How do you differentiate the likelihood function for the uniform distribution in finding the M.L.E.?

There is a classic problem:

Suppose that $X_1,\ldots,X_n$ form an i.i.d. sample from a uniform distribution on the interval $(0,\theta)$, where $\theta>0$ is unknown.

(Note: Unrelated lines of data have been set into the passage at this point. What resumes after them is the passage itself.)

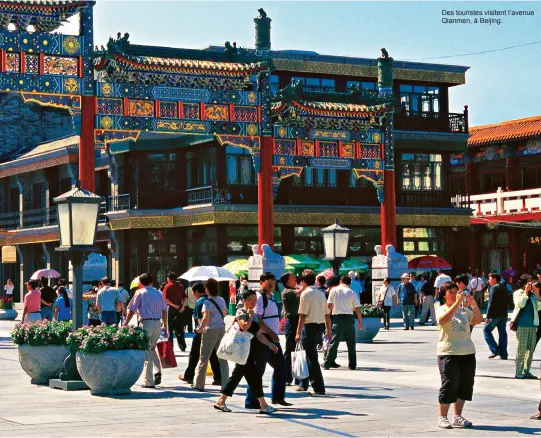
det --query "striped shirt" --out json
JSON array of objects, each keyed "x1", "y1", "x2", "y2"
[{"x1": 128, "y1": 286, "x2": 167, "y2": 319}]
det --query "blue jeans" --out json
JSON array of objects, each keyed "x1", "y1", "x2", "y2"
[
  {"x1": 402, "y1": 305, "x2": 415, "y2": 328},
  {"x1": 299, "y1": 323, "x2": 325, "y2": 393},
  {"x1": 100, "y1": 311, "x2": 117, "y2": 326},
  {"x1": 483, "y1": 317, "x2": 508, "y2": 358},
  {"x1": 245, "y1": 339, "x2": 287, "y2": 407},
  {"x1": 40, "y1": 306, "x2": 54, "y2": 321}
]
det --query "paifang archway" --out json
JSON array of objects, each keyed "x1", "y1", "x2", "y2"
[{"x1": 0, "y1": 2, "x2": 398, "y2": 250}]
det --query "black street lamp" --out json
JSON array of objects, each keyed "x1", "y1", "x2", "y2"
[
  {"x1": 321, "y1": 219, "x2": 351, "y2": 277},
  {"x1": 52, "y1": 185, "x2": 102, "y2": 386}
]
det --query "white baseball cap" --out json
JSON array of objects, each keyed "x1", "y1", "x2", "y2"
[{"x1": 401, "y1": 273, "x2": 410, "y2": 279}]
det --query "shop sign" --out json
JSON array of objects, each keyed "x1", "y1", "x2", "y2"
[{"x1": 2, "y1": 246, "x2": 17, "y2": 263}]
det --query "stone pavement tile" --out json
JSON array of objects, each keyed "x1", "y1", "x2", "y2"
[{"x1": 0, "y1": 415, "x2": 88, "y2": 426}]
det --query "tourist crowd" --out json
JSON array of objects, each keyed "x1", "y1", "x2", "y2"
[{"x1": 14, "y1": 264, "x2": 541, "y2": 425}]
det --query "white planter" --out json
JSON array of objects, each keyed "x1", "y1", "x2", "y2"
[
  {"x1": 0, "y1": 309, "x2": 18, "y2": 320},
  {"x1": 76, "y1": 350, "x2": 145, "y2": 396},
  {"x1": 355, "y1": 317, "x2": 382, "y2": 343},
  {"x1": 18, "y1": 345, "x2": 70, "y2": 384}
]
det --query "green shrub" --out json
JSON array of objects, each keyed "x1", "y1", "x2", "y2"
[
  {"x1": 11, "y1": 320, "x2": 71, "y2": 346},
  {"x1": 360, "y1": 304, "x2": 384, "y2": 318},
  {"x1": 0, "y1": 296, "x2": 13, "y2": 310},
  {"x1": 67, "y1": 325, "x2": 149, "y2": 355}
]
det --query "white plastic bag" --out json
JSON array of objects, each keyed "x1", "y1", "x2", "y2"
[
  {"x1": 217, "y1": 324, "x2": 254, "y2": 365},
  {"x1": 292, "y1": 342, "x2": 309, "y2": 380}
]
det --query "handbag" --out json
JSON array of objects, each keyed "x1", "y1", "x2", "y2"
[
  {"x1": 378, "y1": 287, "x2": 389, "y2": 309},
  {"x1": 292, "y1": 342, "x2": 309, "y2": 380},
  {"x1": 509, "y1": 308, "x2": 523, "y2": 332},
  {"x1": 157, "y1": 338, "x2": 177, "y2": 368},
  {"x1": 217, "y1": 323, "x2": 254, "y2": 365}
]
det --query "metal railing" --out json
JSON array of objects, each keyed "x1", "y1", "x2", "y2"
[
  {"x1": 108, "y1": 194, "x2": 131, "y2": 211},
  {"x1": 186, "y1": 186, "x2": 231, "y2": 206},
  {"x1": 0, "y1": 206, "x2": 58, "y2": 230},
  {"x1": 395, "y1": 108, "x2": 468, "y2": 133}
]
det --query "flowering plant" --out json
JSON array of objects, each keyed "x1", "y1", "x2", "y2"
[
  {"x1": 0, "y1": 296, "x2": 13, "y2": 310},
  {"x1": 11, "y1": 320, "x2": 71, "y2": 346},
  {"x1": 360, "y1": 304, "x2": 384, "y2": 318},
  {"x1": 67, "y1": 325, "x2": 149, "y2": 355}
]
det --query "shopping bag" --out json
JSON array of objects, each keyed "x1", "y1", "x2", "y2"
[
  {"x1": 157, "y1": 339, "x2": 177, "y2": 369},
  {"x1": 217, "y1": 324, "x2": 254, "y2": 365},
  {"x1": 292, "y1": 342, "x2": 309, "y2": 380}
]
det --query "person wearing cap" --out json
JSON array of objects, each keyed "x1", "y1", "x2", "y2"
[
  {"x1": 22, "y1": 280, "x2": 42, "y2": 323},
  {"x1": 398, "y1": 273, "x2": 417, "y2": 330}
]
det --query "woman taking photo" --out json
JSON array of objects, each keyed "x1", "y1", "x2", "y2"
[
  {"x1": 436, "y1": 281, "x2": 483, "y2": 429},
  {"x1": 214, "y1": 289, "x2": 277, "y2": 414},
  {"x1": 54, "y1": 286, "x2": 72, "y2": 322},
  {"x1": 193, "y1": 278, "x2": 229, "y2": 392},
  {"x1": 512, "y1": 274, "x2": 541, "y2": 379}
]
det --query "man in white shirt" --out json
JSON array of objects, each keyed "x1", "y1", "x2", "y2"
[
  {"x1": 434, "y1": 269, "x2": 452, "y2": 303},
  {"x1": 469, "y1": 272, "x2": 485, "y2": 309},
  {"x1": 97, "y1": 276, "x2": 123, "y2": 326},
  {"x1": 245, "y1": 273, "x2": 290, "y2": 408},
  {"x1": 324, "y1": 276, "x2": 362, "y2": 370}
]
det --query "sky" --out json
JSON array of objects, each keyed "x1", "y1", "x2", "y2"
[{"x1": 65, "y1": 1, "x2": 541, "y2": 127}]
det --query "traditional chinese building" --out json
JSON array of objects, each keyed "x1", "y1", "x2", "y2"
[
  {"x1": 451, "y1": 116, "x2": 541, "y2": 274},
  {"x1": 0, "y1": 1, "x2": 472, "y2": 300}
]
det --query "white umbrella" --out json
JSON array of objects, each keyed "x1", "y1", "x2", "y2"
[
  {"x1": 30, "y1": 269, "x2": 61, "y2": 280},
  {"x1": 180, "y1": 266, "x2": 237, "y2": 282}
]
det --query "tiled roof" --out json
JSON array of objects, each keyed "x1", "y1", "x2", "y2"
[
  {"x1": 113, "y1": 53, "x2": 266, "y2": 76},
  {"x1": 19, "y1": 135, "x2": 78, "y2": 159},
  {"x1": 468, "y1": 116, "x2": 541, "y2": 147}
]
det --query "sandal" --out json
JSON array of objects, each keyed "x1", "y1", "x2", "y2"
[
  {"x1": 214, "y1": 404, "x2": 231, "y2": 413},
  {"x1": 530, "y1": 413, "x2": 541, "y2": 420}
]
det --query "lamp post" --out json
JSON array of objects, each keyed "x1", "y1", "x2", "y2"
[
  {"x1": 321, "y1": 219, "x2": 351, "y2": 277},
  {"x1": 52, "y1": 185, "x2": 102, "y2": 385}
]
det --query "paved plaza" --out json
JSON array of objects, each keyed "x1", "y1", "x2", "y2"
[{"x1": 0, "y1": 318, "x2": 540, "y2": 437}]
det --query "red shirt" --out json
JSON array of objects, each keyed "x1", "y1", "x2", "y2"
[{"x1": 163, "y1": 282, "x2": 186, "y2": 307}]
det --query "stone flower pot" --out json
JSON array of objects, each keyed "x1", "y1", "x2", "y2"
[
  {"x1": 355, "y1": 317, "x2": 382, "y2": 343},
  {"x1": 76, "y1": 350, "x2": 145, "y2": 396},
  {"x1": 18, "y1": 345, "x2": 70, "y2": 384},
  {"x1": 0, "y1": 309, "x2": 18, "y2": 320}
]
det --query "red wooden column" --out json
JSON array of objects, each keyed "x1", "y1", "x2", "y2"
[
  {"x1": 258, "y1": 136, "x2": 274, "y2": 247},
  {"x1": 79, "y1": 95, "x2": 96, "y2": 192},
  {"x1": 381, "y1": 169, "x2": 397, "y2": 249}
]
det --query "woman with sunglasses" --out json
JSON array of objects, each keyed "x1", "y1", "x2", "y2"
[{"x1": 436, "y1": 281, "x2": 483, "y2": 429}]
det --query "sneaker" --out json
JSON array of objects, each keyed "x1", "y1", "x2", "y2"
[
  {"x1": 488, "y1": 354, "x2": 498, "y2": 359},
  {"x1": 259, "y1": 405, "x2": 277, "y2": 414},
  {"x1": 523, "y1": 372, "x2": 538, "y2": 380},
  {"x1": 452, "y1": 416, "x2": 473, "y2": 428},
  {"x1": 438, "y1": 417, "x2": 453, "y2": 429}
]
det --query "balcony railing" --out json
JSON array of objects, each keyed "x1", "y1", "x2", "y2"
[
  {"x1": 394, "y1": 106, "x2": 468, "y2": 133},
  {"x1": 108, "y1": 194, "x2": 131, "y2": 211},
  {"x1": 186, "y1": 186, "x2": 231, "y2": 206},
  {"x1": 0, "y1": 206, "x2": 58, "y2": 230},
  {"x1": 452, "y1": 187, "x2": 541, "y2": 217}
]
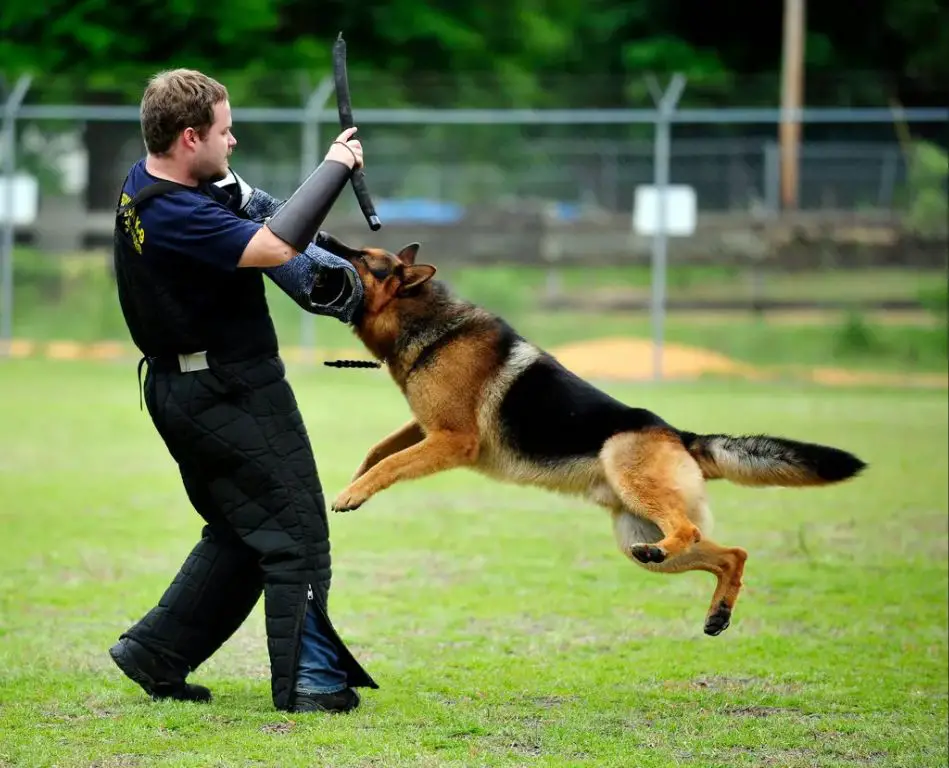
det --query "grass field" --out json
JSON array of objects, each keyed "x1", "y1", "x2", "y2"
[{"x1": 0, "y1": 358, "x2": 946, "y2": 767}]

I would like to find the MLE of $\theta$.

The pdf of each observation will have the form: $$ f(x\mid\theta) = \begin{cases} 1/\theta\quad&\text{for }\, 0\leq x\leq \theta\\ 0 &\text{otherwise}. \end{cases} $$ The likelihood function therefore has the form: $$ L(\theta) = \begin{cases} 1/\theta^n \quad&\text{for }\; 0\leq x_i \leq \theta\;\; \text{for all }i,\\ 0 &\text{otherwise}. \end{cases} $$ The general solution is usually that the MLE of theta must be a value of $\theta$ for which $\theta \geq x_i$ and which maximizes $1/\theta^n$ among all such values.

The reasoning is that since $1/\theta^n$ is a decreasing function of $\theta$, the estimate will be the smallest possible value of $\theta$ such that $\theta\geq x_i$.

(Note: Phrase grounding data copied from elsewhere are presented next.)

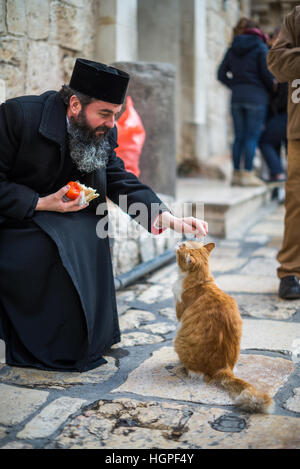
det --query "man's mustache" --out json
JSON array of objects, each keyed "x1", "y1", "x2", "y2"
[{"x1": 93, "y1": 126, "x2": 110, "y2": 134}]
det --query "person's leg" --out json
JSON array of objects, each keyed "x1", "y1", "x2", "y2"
[
  {"x1": 230, "y1": 103, "x2": 246, "y2": 185},
  {"x1": 259, "y1": 142, "x2": 284, "y2": 177},
  {"x1": 243, "y1": 104, "x2": 267, "y2": 171},
  {"x1": 259, "y1": 115, "x2": 286, "y2": 179},
  {"x1": 237, "y1": 104, "x2": 267, "y2": 186},
  {"x1": 231, "y1": 103, "x2": 246, "y2": 171},
  {"x1": 277, "y1": 139, "x2": 300, "y2": 298}
]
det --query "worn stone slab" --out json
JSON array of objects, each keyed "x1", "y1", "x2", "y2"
[
  {"x1": 284, "y1": 388, "x2": 300, "y2": 413},
  {"x1": 137, "y1": 284, "x2": 173, "y2": 304},
  {"x1": 52, "y1": 398, "x2": 300, "y2": 449},
  {"x1": 0, "y1": 384, "x2": 49, "y2": 426},
  {"x1": 0, "y1": 36, "x2": 25, "y2": 65},
  {"x1": 0, "y1": 425, "x2": 8, "y2": 440},
  {"x1": 215, "y1": 274, "x2": 278, "y2": 293},
  {"x1": 116, "y1": 289, "x2": 137, "y2": 315},
  {"x1": 184, "y1": 412, "x2": 300, "y2": 449},
  {"x1": 234, "y1": 294, "x2": 300, "y2": 320},
  {"x1": 139, "y1": 233, "x2": 156, "y2": 263},
  {"x1": 7, "y1": 0, "x2": 27, "y2": 35},
  {"x1": 113, "y1": 332, "x2": 164, "y2": 348},
  {"x1": 116, "y1": 289, "x2": 136, "y2": 303},
  {"x1": 218, "y1": 240, "x2": 241, "y2": 248},
  {"x1": 118, "y1": 283, "x2": 148, "y2": 299},
  {"x1": 53, "y1": 398, "x2": 193, "y2": 449},
  {"x1": 118, "y1": 309, "x2": 155, "y2": 331},
  {"x1": 159, "y1": 307, "x2": 176, "y2": 320},
  {"x1": 1, "y1": 441, "x2": 33, "y2": 449},
  {"x1": 49, "y1": 1, "x2": 83, "y2": 51},
  {"x1": 252, "y1": 247, "x2": 279, "y2": 258},
  {"x1": 291, "y1": 338, "x2": 300, "y2": 363},
  {"x1": 211, "y1": 247, "x2": 241, "y2": 258},
  {"x1": 17, "y1": 397, "x2": 87, "y2": 440},
  {"x1": 26, "y1": 0, "x2": 49, "y2": 39},
  {"x1": 26, "y1": 42, "x2": 63, "y2": 95},
  {"x1": 0, "y1": 1, "x2": 6, "y2": 34},
  {"x1": 141, "y1": 322, "x2": 176, "y2": 335},
  {"x1": 113, "y1": 239, "x2": 140, "y2": 275},
  {"x1": 0, "y1": 356, "x2": 117, "y2": 389},
  {"x1": 113, "y1": 347, "x2": 293, "y2": 406},
  {"x1": 240, "y1": 258, "x2": 280, "y2": 276},
  {"x1": 244, "y1": 235, "x2": 270, "y2": 244},
  {"x1": 146, "y1": 263, "x2": 178, "y2": 285},
  {"x1": 210, "y1": 257, "x2": 247, "y2": 273},
  {"x1": 241, "y1": 318, "x2": 300, "y2": 356},
  {"x1": 0, "y1": 63, "x2": 24, "y2": 100},
  {"x1": 250, "y1": 221, "x2": 284, "y2": 237}
]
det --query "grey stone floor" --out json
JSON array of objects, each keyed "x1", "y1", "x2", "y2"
[{"x1": 0, "y1": 204, "x2": 300, "y2": 449}]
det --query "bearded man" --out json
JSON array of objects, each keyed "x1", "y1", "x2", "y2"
[{"x1": 0, "y1": 59, "x2": 208, "y2": 372}]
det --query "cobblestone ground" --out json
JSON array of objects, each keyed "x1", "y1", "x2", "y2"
[{"x1": 0, "y1": 204, "x2": 300, "y2": 450}]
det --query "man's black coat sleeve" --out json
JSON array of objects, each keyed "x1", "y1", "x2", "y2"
[
  {"x1": 0, "y1": 100, "x2": 39, "y2": 221},
  {"x1": 106, "y1": 126, "x2": 171, "y2": 233}
]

Therefore, the mle of $\theta$, $\hat{\theta}$, is $\max(X_1,\ldots,X_n)$.

Here, I do not understand why we cannot just differentiate the likelihood function with respect to theta and then set it equal to $0$?

Thanks!


The likelihood function can be written as $$ L(\theta)=\frac{1}{\theta^n}\mathbf{1}_{\theta\geq c}, $$ where $c=\max\{x_1,\ldots,x_n\}$. Therefore, $\theta\mapsto L(\theta)$ is not differentiable on the whole of $(0,\infty)$ and hence we cannot solve $L'(\theta)=0$ to look for maxima and minima. (Maxima and minima of a function $f$ have to be found among values of $x$ with either $f'(x)=0$ or $f'(x)$ being undefined)

Note however, that $L$ is differentiable on $(0,\infty)\setminus\{c\}$ and that $L(\theta)=0$ for $\theta\in (0,c)$ and by looking at $L'(\theta)$ on $(c,\infty)$ we see that $L$ is decreasing on $(c,\infty)$. Since $$ L(c)=\frac{1}{c^n}>\frac{1}{\theta^n}=L(\theta),\quad \text{for all }\;\theta>c $$ we see that $L(c)$ is the global maximum.


In addition to Stefan Hansen's great answer (+1), intuitively just think of the following:

  1. As you say $L(\theta)$ is a decreasing function so to maximize it $\theta$, $\theta$ has to be such that it is as low as possible

  2. Secondly, given your restriction on the observations (the random variables $x_i$'s), can it be smaller than $max(X_i)$? The answer is no

1 and 2 imply that even though you might obtain a value of $\theta$ by differentiating so as to obtain a larger likelihood, respecting the second restriction implies that this value is not reasonable.